Let me paint a picture for you.
You’re out at some event with a friend. Maybe a dinner party. You don’t recognize the majority of the faces in the room, but you’re a people-person, so it doesn’t really concern you in the slightest.
As you make your rounds, you periodically stop to introduce yourself to a few guests who look somewhat engaging.
You spend the next few hours shaking hands, exchanging some boring biographical data and proudly executing a few jokes that you’ve been practicing in the nights prior (all of which are landing).
A little later in the night, a woman taps you on the shoulder and says, “It was a pleasure meeting you.” You glance at her -- and vividly remember speaking to her for a large portion of the night -- but for whatever reason, you can’t remember what the f*ck her name is.
Catherine?

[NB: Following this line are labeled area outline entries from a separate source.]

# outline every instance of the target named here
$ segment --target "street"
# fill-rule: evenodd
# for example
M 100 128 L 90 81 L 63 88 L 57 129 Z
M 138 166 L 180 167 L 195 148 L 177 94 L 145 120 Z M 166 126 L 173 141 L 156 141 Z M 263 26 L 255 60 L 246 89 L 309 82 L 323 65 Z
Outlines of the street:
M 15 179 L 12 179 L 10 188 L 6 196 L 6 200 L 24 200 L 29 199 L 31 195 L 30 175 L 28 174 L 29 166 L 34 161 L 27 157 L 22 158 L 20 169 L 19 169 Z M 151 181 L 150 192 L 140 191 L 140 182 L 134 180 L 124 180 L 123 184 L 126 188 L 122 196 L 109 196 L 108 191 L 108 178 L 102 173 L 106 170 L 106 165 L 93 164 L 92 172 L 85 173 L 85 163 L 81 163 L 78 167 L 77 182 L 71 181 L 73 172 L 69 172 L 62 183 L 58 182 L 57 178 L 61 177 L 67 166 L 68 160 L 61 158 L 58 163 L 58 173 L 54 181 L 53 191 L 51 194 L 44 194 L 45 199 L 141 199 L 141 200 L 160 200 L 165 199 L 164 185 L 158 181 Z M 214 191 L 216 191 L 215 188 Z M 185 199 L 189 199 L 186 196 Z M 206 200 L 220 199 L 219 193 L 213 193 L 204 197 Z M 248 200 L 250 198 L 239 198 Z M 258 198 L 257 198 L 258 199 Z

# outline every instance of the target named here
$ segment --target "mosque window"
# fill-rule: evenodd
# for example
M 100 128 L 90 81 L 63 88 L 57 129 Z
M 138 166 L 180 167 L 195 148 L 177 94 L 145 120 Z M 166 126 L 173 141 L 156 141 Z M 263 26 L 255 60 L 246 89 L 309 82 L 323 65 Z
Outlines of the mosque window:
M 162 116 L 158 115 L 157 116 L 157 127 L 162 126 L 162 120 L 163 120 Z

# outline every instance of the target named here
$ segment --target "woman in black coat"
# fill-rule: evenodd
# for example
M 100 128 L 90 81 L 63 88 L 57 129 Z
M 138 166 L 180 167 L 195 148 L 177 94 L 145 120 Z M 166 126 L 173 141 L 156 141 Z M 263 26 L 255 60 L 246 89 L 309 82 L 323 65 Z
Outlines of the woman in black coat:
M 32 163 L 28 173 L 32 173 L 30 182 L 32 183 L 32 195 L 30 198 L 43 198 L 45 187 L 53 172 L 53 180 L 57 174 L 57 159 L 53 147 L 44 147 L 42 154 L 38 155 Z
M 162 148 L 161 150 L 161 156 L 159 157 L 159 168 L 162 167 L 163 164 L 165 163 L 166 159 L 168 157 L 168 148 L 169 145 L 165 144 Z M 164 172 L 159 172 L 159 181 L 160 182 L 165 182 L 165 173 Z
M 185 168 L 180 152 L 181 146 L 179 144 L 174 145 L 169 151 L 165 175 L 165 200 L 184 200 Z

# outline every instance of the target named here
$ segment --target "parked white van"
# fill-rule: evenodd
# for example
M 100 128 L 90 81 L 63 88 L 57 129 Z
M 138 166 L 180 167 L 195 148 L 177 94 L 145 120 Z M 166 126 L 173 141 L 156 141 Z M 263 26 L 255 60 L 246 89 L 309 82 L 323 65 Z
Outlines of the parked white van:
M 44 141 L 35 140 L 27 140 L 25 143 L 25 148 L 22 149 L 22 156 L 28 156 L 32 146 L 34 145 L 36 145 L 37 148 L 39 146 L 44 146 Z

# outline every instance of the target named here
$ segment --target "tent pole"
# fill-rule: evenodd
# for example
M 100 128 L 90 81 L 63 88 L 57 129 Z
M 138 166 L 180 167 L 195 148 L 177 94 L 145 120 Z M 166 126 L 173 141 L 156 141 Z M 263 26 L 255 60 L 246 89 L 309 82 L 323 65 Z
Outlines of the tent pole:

No. Jen. She looks a Jen, but I don’t think that’s it, either.
Suddenly, you find yourself in an awkward spot. “How could I forget this woman’s name?" you ask yourself.
You’re fully aware of the fact that she divulged this piece of information less than a half an hour ago. But, as it so happens, it has since slipped your mind.
I’m sure you have a story that’s something like the scene I’ve just illustrated, an instance when you met a person and learned his or her name, only to have forgotten it some time shortly after.
It’s an incredibly frustrating occurrence, especially because you know the true potential of your memory. You’re capable of remembering the birthdays of almost all your family members (even distant ones) and can even recollect the Knicks’ starting lineups every year dating back to 1999.
But the names of strangers? For some reason, those always prove to be more elusive.
Well, according to Victoria Woollaston for Daily Mail, there may be a scientific answer for why we can never remember people’s names.
Woollaston says our brains are hardwired to recognize facial details -- you know, like eye color, nose length, mouth shape -- but names, which, to us, are completely arbitrary titles, present a more challenging task for our brains to try and tackle.
“Because names are random and hold no specific information in them,” she explains, “the brain struggles to retain them... And if the brain can't make connections between multiple pieces of information, particularly things that are already familiar to the individual, it's more likely to forget it.”
This is why you’re more likely to remember the name of a new athlete on your hometown sports team or the title of your favorite artist’s new hit record. Your brain functions optimally when it can make connections between information that's familiar to you, which, in this case, is your hometown or your favorite artist.
Contrarily, when you meet people for the first time, you have little to no context about them outside of your brief introduction, so their names typically go in one ear and out the other.
Part of why this happens so often is the “next-in-line” effect, which explains how our brains are not capable of both taking in and giving new information at the same time.
Woollaston says, “Instead of watching and listening to the other [people], the brain starts focusing on its own routine -- what they'll say and how they'll say it.”
This is perhaps what happens when you’re introduced to a stranger. You focus so much on what you’re going to say that you fail to pay attention to the things the other person is saying -- like his or her name, for instance.
To illustrate this further, a group of TCU researchers conducted an experiment in which test subjects were divided into groups and prompted to introduce themselves. Afterward, they were asked to try and recall this information.
Surprisingly, participants were capable of accurately recalling information about all members of their group -- except for the person who spoke directly before them. They were so focused on what they were going to say that they didn't process any new information about anyone else.
Woollaston also speaks on the importance of “working memory,” a system related to our short-term memories.
One of the driving forces of our working memory is repetition. Due to the limited amount of storage inside our working memories, over time, our brains will automatically retain the pieces of information that it deems worthy and forget those that seem insignificant.
Therefore, unless you repeatedly focus your attention on certain bits of information, they will ultimately fade as time progresses.
With things like the names of strangers -- unless you’re consciously repeating “Kelly” under your breath for 20 minutes -- it’s likely you’ll forget them as you fail to pay them any mind.